Surprisingly, Mr Boleat was prepared to concede a few points. These were, however, of the variety that are indisputable. Yes, there was some mis- selling of personal pensions and wrong advice was given to opt out of company schemes, he admits. Yes, insurance companies were sometimes guilty. And yes, it is going to cost the industry a great deal in compensation.

But was the insurance industry really at fault? Was it hell. The real fault lay in under-estimating the public's enthusiasm for personal pensions. In other words, it was the buyer, not the seller who was to blame.

His unwillingness to accept the scale of what happened from 1988 onwards and his members' responsibility for it is mirrored in his judgement of what people think about it all.
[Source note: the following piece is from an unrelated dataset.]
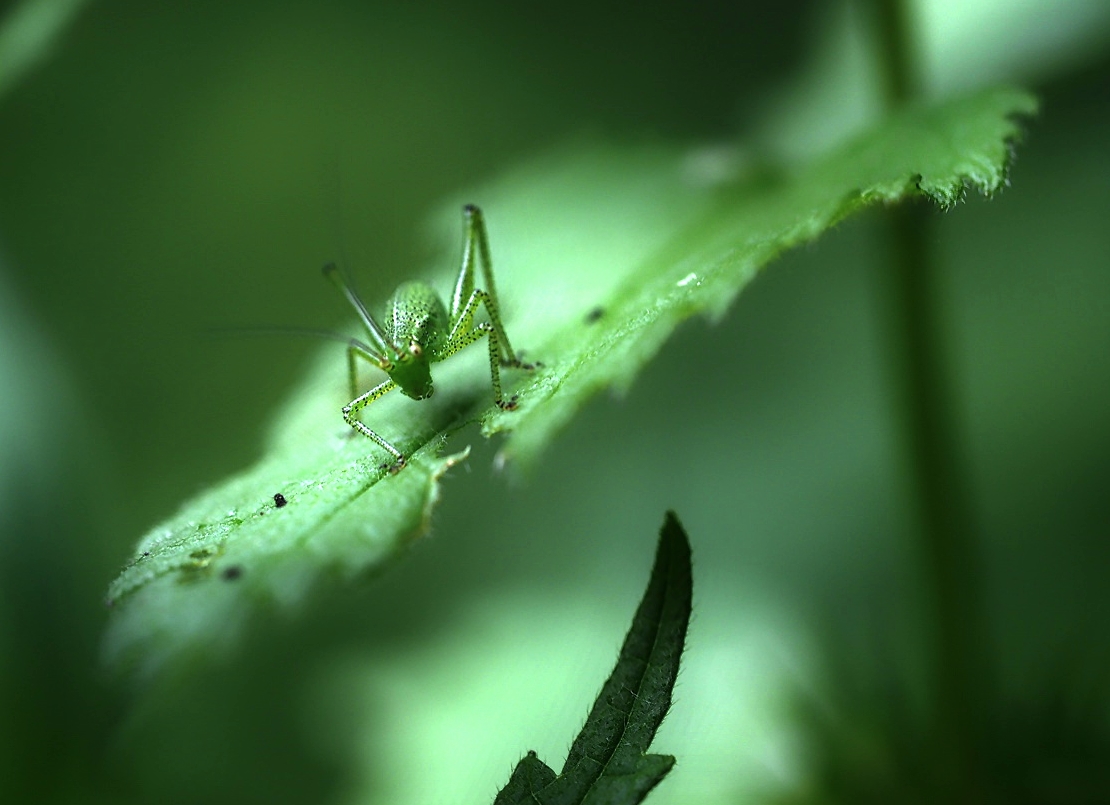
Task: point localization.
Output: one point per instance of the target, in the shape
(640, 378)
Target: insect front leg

According to Mr Boleat, nobody much cares. This, of course, is what the insurance industry would like to think, but it surely cannot be what Mr Boleat's members really believe.

At a time when it is increasingly clear that the state will not fund decent retirement incomes for everyone, one would expect some humility from insurers, if only so that they can restore confidence in their financial products and take advantage of the revolution in savings attitudes and patterns that must now take place. Speeches like that of Mr Boleat hardly inspire faith or help an industry already held in such low esteem. Nor can the idea of compelling the nation to invest in private pensions, given a fresh airing at this week's National Association of Pension Funds conference, really be taken seriously while such nonsense persists.

Setting aside the moral concerns of any compulsory levy that is not a tax, who is to run this national private-sector scheme - the same insurers who have been ripping people off over personal pensions? Not on present form. The occupational pension schemes represented by the NAPF, would not be much of a substitute either. Most people are going to have a real problem with any form of compulsory saving that cannot be inherited, as a pension cannot, regardless of who manages it.

The need to raise awareness about the importance of self-help in providing for old age is urgent and vital. For all kinds of savings organisations and mechanisms, including insurance companies, there is a real opportunity in this. Increasingly, ministers accept the need to extend the tax privileges of pensions to other forms of saving. If they do not watch it, the insurance companies will miss out in the coming bonanza.